Relevantie van het project

Dragers van onderbeenprothesen hebben vaak verscheidene klachten wat betreft comfort: pijn of weefselschade ter hoogte van de stomp door druk en wrijving, asymmetrisch of abnormaal gangpatroon, zeer snel moe worden tijdens het lopen, pijn in gewrichten, spierpijnen enz. Veel van deze klachten kunnen worden geminimaliseerd door het optimaal configureren en uitlijnen van de prothesen [Schmalz (2002), Blumentritt (2001), Klute (2001), Huang (2000), Summers (1987)]. Dit is de taak van een orthopedisch technoloog, in het bijzonder een prothesist.

 
Een onderbeenprothese bestaat uit drie essentiële onderdelen (zie figuur 1): de prothesekoker, de voet en de constructie die de twee met elkaar verbindt (buis, ankers en adapters). Over de onderbeenprothese komt in principe een cosmetische afwerking. Het totale ontwerp van een onderbeenprothese bestaat uit de keuze van alle onderdelen en het instellen van de adapters.
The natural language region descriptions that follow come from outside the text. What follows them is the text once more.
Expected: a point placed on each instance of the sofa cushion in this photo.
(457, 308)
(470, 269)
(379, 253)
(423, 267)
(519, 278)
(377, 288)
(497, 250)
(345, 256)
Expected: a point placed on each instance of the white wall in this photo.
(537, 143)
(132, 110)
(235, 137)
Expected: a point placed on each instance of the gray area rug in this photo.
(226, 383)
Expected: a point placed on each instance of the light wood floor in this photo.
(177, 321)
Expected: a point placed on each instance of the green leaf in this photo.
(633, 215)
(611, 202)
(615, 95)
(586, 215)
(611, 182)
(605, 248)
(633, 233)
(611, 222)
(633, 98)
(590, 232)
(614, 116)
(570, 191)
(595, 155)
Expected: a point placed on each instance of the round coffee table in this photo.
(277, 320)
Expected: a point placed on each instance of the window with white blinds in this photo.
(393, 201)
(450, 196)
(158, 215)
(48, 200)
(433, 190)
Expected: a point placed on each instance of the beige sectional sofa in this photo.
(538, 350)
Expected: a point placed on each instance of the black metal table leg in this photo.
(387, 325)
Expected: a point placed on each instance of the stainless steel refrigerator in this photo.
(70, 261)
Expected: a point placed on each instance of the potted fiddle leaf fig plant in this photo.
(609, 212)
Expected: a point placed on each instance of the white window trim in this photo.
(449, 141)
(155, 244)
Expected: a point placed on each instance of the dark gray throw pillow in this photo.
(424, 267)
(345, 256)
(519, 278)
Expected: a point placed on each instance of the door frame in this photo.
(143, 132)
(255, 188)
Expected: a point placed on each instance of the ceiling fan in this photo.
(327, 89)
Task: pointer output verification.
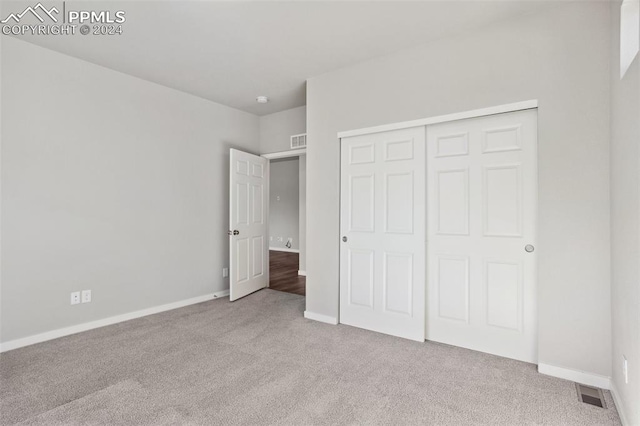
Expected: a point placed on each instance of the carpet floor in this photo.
(258, 361)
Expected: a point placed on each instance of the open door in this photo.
(248, 218)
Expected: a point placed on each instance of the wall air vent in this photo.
(299, 141)
(590, 395)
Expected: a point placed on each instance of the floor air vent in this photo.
(589, 395)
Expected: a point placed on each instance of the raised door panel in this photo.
(361, 278)
(452, 202)
(398, 200)
(452, 284)
(362, 203)
(502, 201)
(398, 282)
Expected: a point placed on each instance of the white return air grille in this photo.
(299, 141)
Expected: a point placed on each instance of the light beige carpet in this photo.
(258, 361)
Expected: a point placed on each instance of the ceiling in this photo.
(230, 52)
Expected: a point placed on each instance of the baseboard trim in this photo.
(582, 377)
(619, 404)
(321, 318)
(284, 249)
(67, 331)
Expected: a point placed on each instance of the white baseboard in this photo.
(582, 377)
(619, 404)
(322, 318)
(61, 332)
(284, 249)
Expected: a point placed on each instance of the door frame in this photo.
(424, 122)
(276, 156)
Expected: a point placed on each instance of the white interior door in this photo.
(482, 198)
(382, 220)
(248, 243)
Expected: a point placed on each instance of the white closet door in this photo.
(482, 198)
(382, 220)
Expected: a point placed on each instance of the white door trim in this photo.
(498, 109)
(285, 154)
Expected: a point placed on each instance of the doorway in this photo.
(250, 239)
(287, 188)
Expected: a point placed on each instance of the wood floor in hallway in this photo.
(283, 273)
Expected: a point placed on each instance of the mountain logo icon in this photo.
(16, 17)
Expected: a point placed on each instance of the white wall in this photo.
(561, 58)
(276, 129)
(302, 260)
(109, 183)
(284, 202)
(625, 226)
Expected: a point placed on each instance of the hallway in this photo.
(283, 273)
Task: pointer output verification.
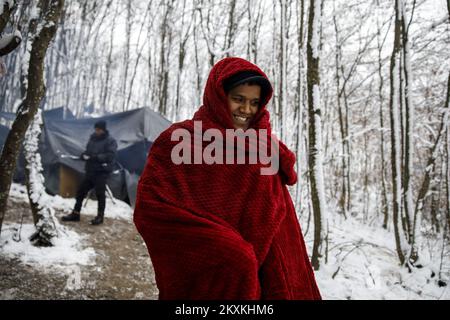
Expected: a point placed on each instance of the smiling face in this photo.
(243, 102)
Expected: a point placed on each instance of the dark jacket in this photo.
(102, 152)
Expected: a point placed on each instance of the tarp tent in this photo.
(133, 130)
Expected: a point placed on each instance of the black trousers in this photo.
(98, 182)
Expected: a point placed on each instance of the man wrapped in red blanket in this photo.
(220, 229)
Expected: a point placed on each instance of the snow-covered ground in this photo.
(362, 261)
(115, 209)
(69, 247)
(363, 264)
(67, 250)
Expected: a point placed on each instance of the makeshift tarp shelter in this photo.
(133, 130)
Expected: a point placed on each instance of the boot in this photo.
(74, 216)
(98, 219)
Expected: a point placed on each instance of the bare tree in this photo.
(315, 135)
(45, 28)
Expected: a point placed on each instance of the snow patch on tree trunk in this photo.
(46, 224)
(318, 168)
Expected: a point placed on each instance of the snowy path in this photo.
(88, 262)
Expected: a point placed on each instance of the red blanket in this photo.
(222, 231)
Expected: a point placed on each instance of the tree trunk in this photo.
(396, 134)
(34, 93)
(315, 134)
(43, 214)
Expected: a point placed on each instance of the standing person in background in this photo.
(100, 157)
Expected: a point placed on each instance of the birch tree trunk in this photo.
(43, 214)
(45, 31)
(315, 134)
(396, 150)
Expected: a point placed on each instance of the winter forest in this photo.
(361, 95)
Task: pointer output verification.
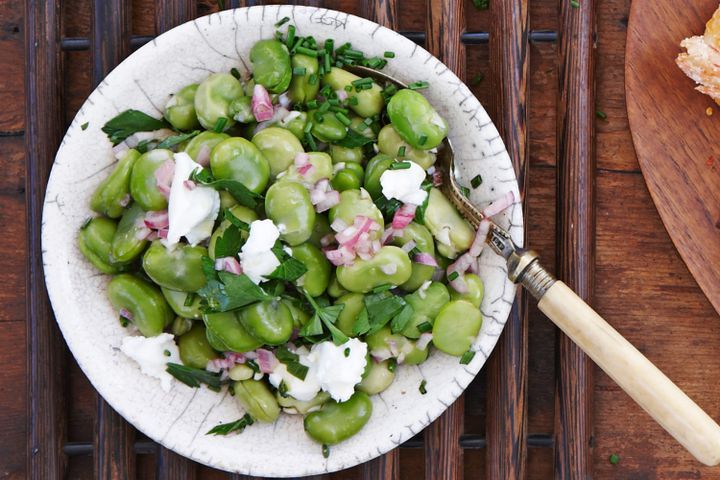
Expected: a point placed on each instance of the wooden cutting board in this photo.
(677, 143)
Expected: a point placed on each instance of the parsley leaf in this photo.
(353, 140)
(193, 377)
(236, 426)
(240, 192)
(130, 122)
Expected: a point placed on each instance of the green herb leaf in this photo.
(193, 377)
(129, 122)
(236, 426)
(240, 192)
(177, 139)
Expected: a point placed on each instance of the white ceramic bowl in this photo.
(179, 419)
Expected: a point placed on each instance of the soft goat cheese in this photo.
(192, 209)
(256, 256)
(150, 354)
(404, 184)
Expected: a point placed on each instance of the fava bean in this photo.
(180, 110)
(257, 400)
(369, 102)
(225, 333)
(456, 327)
(270, 321)
(475, 291)
(335, 422)
(390, 265)
(95, 243)
(195, 351)
(452, 232)
(178, 269)
(149, 311)
(415, 120)
(288, 204)
(271, 65)
(279, 146)
(143, 183)
(316, 279)
(113, 194)
(214, 97)
(240, 160)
Figuur 1: basisonderdelen van een onderbeenprothese

 
Niettegenstaande bijna elk onderdeel van een onderbeenprothese de laatste jaren een enorme evolutie heeft ondergaan door de ontwikkeling van nieuwe technologieën, nieuwe kennis en nieuwe materialen, is het opmerkelijk dat de technieken en apparaten voor prothese-uitlijning sinds de jaren ’60 van vorige eeuw quasi onveranderd zijn gebleven.
 
De hulpmiddelen die momenteel gebruikt worden om een prothese uit te lijnen zijn geëvolueerd van het schietlood tot diverse uitlijn- en balansapparaten. Deze hulpmiddelen zijn echter ontoereikend om een prothese op een efficiënte, individuele manier in te stellen, gezien deze enkel gebaseerd zijn op een statische uitlijning. Geen enkele van deze systemen houdt rekening met het gangpatroon of het comfort van de prothesegebruiker.
Na de statische uitlijning, zal de prothesist daarom de prothese zogenaamd “dynamisch” uitlijnen tijdens een gangtest. Hiervoor observeert hij visueel de prothesegebruiker tijdens het gaan. “By trial and error” worden manuele aanpassingen gemaakt aan de prothese tot de prothesist en gebruiker geen significante verbeteringen meer waarnemen. Dit leidt tot een tijdrovende en slopende activiteit voor zowel orthopedisch technoloog als patiënt zonder garantie op voldoening gevend resultaat.
 

Prothesisten kunnen dus op dit ogenblik enkel steunen op hun eigen ervaringen en expertise voor deze empirische “dynamische” uitlijning: er zijn geen hulpmiddelen voorzien om optimale configuratie en uitlijning te bepalen in functie van patiëntcomfort.  Simulaties met een gangsimulator (OVERAS II-project, IWT-090181) geven de mogelijkheid om de kennis te ontwikkelen waarbij de invloed van protheseontwerp en uitlijning op het comfort van de prothesegebruiker tijdens het gaan in kaart worden gebracht (figuur 2).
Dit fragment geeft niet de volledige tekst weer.